Par Jean-Philippe BAY, le 09 octobre 2001 à 09h06 , mis à jour le 09 octobre 2001 à 09h25

L’Assemblée Nationale pourrait adopter aujourd'hui un texte de loi visant à supprimer le divorce pour faute. Resteraient le divorce par consentement mutuel et le divorce pour "rupture irrémédiable du lien conjugal". Quant à la notion d'adultère, elle disparaîtrait totalement du code pénal.
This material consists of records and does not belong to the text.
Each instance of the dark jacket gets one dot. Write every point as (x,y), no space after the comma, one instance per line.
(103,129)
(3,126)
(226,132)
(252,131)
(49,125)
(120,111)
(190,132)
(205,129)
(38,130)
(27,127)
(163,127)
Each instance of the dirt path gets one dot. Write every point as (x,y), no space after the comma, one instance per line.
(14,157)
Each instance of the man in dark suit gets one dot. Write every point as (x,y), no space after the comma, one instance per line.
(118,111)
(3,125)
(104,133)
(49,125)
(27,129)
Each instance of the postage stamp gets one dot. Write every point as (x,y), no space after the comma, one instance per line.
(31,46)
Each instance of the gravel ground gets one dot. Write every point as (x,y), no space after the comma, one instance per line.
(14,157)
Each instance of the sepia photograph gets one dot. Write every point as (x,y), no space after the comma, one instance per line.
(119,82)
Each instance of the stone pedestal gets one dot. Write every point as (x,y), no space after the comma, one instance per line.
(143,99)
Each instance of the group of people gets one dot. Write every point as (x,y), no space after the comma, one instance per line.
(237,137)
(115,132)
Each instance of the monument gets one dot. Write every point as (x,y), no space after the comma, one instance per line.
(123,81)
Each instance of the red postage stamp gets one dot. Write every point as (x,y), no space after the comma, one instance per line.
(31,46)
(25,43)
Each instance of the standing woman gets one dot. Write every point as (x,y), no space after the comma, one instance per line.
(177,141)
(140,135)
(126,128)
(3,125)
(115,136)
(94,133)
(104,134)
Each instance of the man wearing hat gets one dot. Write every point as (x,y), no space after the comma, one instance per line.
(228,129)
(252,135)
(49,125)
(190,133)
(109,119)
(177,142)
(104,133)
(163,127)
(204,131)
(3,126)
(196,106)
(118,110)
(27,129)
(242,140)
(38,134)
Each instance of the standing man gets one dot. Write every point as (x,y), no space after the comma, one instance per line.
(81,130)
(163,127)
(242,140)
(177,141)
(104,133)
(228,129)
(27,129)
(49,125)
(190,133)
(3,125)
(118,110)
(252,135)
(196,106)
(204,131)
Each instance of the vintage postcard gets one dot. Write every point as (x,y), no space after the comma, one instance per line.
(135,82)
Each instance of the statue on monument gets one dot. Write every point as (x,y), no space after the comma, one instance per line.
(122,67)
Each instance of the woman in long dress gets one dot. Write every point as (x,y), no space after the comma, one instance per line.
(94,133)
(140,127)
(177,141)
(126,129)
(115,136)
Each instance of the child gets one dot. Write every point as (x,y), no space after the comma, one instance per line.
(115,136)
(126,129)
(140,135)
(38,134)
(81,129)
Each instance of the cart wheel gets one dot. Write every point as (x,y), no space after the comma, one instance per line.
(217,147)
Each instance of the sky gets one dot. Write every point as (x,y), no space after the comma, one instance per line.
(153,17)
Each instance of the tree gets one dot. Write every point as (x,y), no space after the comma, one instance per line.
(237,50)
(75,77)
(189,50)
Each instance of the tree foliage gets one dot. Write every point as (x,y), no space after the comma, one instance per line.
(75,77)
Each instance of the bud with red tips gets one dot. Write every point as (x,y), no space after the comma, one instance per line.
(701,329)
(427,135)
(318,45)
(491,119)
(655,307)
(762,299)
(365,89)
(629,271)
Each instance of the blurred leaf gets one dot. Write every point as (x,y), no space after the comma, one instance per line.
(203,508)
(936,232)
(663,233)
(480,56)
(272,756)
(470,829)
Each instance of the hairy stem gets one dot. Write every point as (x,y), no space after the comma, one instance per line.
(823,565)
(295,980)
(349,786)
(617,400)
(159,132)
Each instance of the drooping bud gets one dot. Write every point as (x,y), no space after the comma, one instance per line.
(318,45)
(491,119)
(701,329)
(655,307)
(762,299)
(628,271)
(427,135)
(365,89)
Assemblée nationale © INTERNE

Les députés examinent aujourd’hui une proposition de loi visant à supprimer la procédure du divorce pour faute. "Il faut en finir avec le fléau social du divorce pour faute", déjà abrogé dans plusieurs pays européens, souligne l'auteur du texte, le député PS, François Colcombet. Si l'introduction en 1975 du divorce par consentement mutuel a constitué un progrès, près de la moitié des candidats au divorce (environ 340.000 par an) recourent encore à la procédure du divorce pour faute, avec tous les traumatismes qu'elle engendre pour les époux mais aussi pour leurs enfants et leur entourage. Production de constats d'huissiers, de correspondances privées, de témoignages parfois mensongers, escalade dans les accusations : la démarche s'achève souvent par un "double KO", note M. Colcombet, le juge décidant, une fois sur deux, de prononcer le divorce aux torts partagés.

Un divorce plus simple

Si le texte est adopté, les quatre procédures de divorce actuelles - sur requête conjointe, sur demande d'un des époux acceptée par l'autre, par rupture de la vie conjugale (au bout de six ans) ou pour faute - seront remplacées par deux : le divorce par consentement mutuel et le divorce pour "rupture irrémédiable du lien conjugal", qui pourra être demandé unilatéralement. Les délais seront par ailleurs raccourcis et la médiation est introduite en cas de contestation, par l'un des conjoints, du caractère irrémédiable de la rupture du lien conjugal.

A la demande notamment des associations féministes et de la délégation aux droits des femmes de l'Assemblée, la notion de faute n'est pas purement et simplement supprimée. En effet, même si l'adultère devrait disparaître, le texte prévoit que le conjoint victime de faits "d'une particulière gravité" (violences physiques ou morales...) pourra les faire constater dans le prononcé du divorce et réclamer des dommages et intérêts. Même si ce texte ne soulève pas de contestations majeures au sein de l'assemblée, son vote effectif pourrait ne pas intervenir avant les prochaines élections présidentielles.